Noch einmal feiern vor dem Shutdown: Mit Halloween-Dekoration, Kostümen und Rabatten auf Vodka- oder Champagnerflaschen lockte das Charlottenburger Etablissement „The Pearl“ seine Gäste am vergangenen Wochenende. Doch an alle Corona-Verordnungen hielten sich die Betreiber dabei nicht:

Sowohl in der Nacht auf Samstag als auch einen Abend später löste die Polizei die Partys auf. Dabei hatte der Club sogar eine Ausnahmegenehmigung vor dem Verwaltungsgericht erwirkt, wonach die Sperrstunde um 23 Uhr für die Betreiber nicht galt, sondern eine Verlängerung bis 24 Uhr. Doch auch an diese hielt sich offenbar niemand.
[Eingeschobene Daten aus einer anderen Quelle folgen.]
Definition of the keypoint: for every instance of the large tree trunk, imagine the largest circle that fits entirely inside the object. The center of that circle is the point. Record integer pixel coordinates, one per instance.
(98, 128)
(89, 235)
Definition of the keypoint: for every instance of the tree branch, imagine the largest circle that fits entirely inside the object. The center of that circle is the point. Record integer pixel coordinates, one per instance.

Eine Polizeisprecherin sagte dem Tagesspiegel am Dienstag auf Anfrage: „In beiden Fällen wurden Ordnungswidrigkeitsverfahren gegen den Betreiber eingeleitet.“ Demnach hatte ein Unbekannter in der Nacht auf Samstag um 0.20 Uhr die Polizei alarmiert. Mehr als 100 Feiernde mussten den Club verlassen.

Doch gelernt hatte man daraus offenbar nicht. Am nächsten Abend wurde die Polizei erneut nach Mitternacht gerufen. Dieses Mal rückte eine Hundertschaft an und beendete die Party. Auf Fotos, die die „B.Z.“ veröffentlichte, sieht man Gäste, die ohne Abstand und Maske feiern.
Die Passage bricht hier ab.